Si les enseignants se sentent donc en général plutôt libre d’organiser leurs cours, de plus fortes contraintes s’exercent sur eux lorsqu’ils enseignent dans le cadre de la préparation d’examens (DCG, CFA), ou s’ils enseignent des cours de tronc commun en première et seconde années d’école de commerce : le plus souvent ces cours sont enseignés par plusieurs professeurs qui doivent tous suivre un schéma et des méthodes très précises, la production des supports de cours étant centralisée pour tous les élèves. On observe d’ailleurs le même phénomène dans les universités : plus le cours intervient tard dans les études, avec un niveau de spécialisation élevé, plus le professeur qui l’administre est autonome dans le choix du plan et des méthodes employées.

Enfin une légère différence existe entre les professeurs permanents et vacataires, avec des moyennes de 1.44 et 2.15, ce qui est cohérent avec le propos de Monsieur Jose-Miguel Gaspar de l’ESSEC, qui m’a indiqué que les professeurs vacataires n’étaient jamais en charge de définir des plans de cours dans son école.

2.1.3.3 Evaluation

Si les résultats du questionnaire quantitatif semblent indiquer que l’évaluation par les élèves n’est pas encore tout à fait généralisée puisque onze professeurs sur 55 déclarent ne pas en faire l’objet (dans les universités bretonnes et parisiennes en particulier), tous les responsables de programmes et de départements auxquels j’ai parlé m’ont indiqué que des évaluations étaient systématiquement remplies à la fin des cours par tous les élèves. Elles sont ensuite revues par le responsable du programme (Monsieur Jacques Olivier pour le Mastère Finance Internationale d’HEC par exemple) ou un groupe de travail spécifiquement créé (Master d’économie et management à l’Université de Saint-Etienne). Les résultats sont ensuite transmis aux professeurs – ou simplement tenus à leur disposition.

Dans les grandes écoles comme dans les universités, il semble que les conséquences d’une mauvaise évaluation ne se fassent pas attendre pour un professeur vacataire, à qui l’on demande de modifier son plan de cours, ses méthodes ou tout simplement de cesser ses interventions dans l’établissement. En ce qui concerne un professeur en voie de titularisation (à HEC par exemple lors de la Tenure Track), des mesures correctrices peuvent également être prises.

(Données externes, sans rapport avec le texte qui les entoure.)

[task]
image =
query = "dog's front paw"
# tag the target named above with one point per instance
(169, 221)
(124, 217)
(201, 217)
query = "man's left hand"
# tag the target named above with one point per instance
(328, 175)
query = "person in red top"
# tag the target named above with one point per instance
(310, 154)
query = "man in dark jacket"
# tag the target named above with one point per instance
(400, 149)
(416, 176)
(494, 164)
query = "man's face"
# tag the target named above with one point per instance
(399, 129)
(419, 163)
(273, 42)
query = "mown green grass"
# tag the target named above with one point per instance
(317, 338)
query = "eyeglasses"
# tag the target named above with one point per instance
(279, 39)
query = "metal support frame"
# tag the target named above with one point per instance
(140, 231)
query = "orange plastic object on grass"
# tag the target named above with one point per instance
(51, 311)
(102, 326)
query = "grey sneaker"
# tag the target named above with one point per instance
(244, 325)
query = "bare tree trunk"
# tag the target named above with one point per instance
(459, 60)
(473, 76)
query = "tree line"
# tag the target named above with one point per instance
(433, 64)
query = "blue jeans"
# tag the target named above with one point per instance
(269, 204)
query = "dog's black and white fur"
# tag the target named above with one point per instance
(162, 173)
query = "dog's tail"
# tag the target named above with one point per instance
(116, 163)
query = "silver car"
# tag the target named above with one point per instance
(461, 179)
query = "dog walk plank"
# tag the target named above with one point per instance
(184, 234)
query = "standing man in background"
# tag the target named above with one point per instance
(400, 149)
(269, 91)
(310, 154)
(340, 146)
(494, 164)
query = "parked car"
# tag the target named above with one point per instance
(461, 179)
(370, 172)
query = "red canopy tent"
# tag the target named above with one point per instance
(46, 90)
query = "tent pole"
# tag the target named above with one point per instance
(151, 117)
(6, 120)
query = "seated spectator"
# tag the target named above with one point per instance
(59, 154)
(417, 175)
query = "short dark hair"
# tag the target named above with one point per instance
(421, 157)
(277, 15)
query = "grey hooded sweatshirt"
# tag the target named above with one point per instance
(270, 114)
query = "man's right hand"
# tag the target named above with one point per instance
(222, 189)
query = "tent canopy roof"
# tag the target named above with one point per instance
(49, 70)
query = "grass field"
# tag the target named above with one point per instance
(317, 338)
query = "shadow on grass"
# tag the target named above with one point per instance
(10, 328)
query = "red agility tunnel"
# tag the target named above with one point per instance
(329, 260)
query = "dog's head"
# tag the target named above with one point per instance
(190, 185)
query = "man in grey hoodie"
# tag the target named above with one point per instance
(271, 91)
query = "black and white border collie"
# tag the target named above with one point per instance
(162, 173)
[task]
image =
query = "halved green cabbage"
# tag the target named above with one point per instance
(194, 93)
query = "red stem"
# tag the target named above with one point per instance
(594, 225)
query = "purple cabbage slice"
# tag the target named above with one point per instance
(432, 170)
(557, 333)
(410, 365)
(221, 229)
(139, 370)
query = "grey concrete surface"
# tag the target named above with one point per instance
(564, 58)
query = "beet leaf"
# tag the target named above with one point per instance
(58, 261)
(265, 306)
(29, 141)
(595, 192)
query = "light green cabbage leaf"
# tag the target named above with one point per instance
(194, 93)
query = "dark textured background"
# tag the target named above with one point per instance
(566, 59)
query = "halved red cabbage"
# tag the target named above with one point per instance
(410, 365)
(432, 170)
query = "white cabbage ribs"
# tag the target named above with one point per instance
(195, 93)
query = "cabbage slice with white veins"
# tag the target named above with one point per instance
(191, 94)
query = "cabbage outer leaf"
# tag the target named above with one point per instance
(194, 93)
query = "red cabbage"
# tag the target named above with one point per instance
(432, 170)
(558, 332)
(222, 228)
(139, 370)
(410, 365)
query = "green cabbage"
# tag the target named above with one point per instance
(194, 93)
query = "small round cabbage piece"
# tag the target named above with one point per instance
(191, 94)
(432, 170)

Mais c’est bien sûr beaucoup plus compliqué lorsqu’un professeur permanent est concerné. Si certains responsables de programmes universitaires disent avoir suffisamment de pouvoir pour demander à des professeurs de ne plus intervenir sur leur diplômes, la plupart ont peu de marge d’action.

2.1.3.4 Spécialités

Sur les 69 enseignants représentés, 35 disent enseigner en finance d’entreprise exclusivement, huit la finance de marché, et 26 dans les deux matières. On trouve ainsi des professeurs donnant à la fois des cours de « Théorie du portefeuille » et d’ « Analyse financière », ou de « Corporate Finance » et « Quantitative Finance ». Et il s’agit aussi bien de cours d’introduction que de cours d’approfondissement, de niveaux Bac+3 à Bac+5.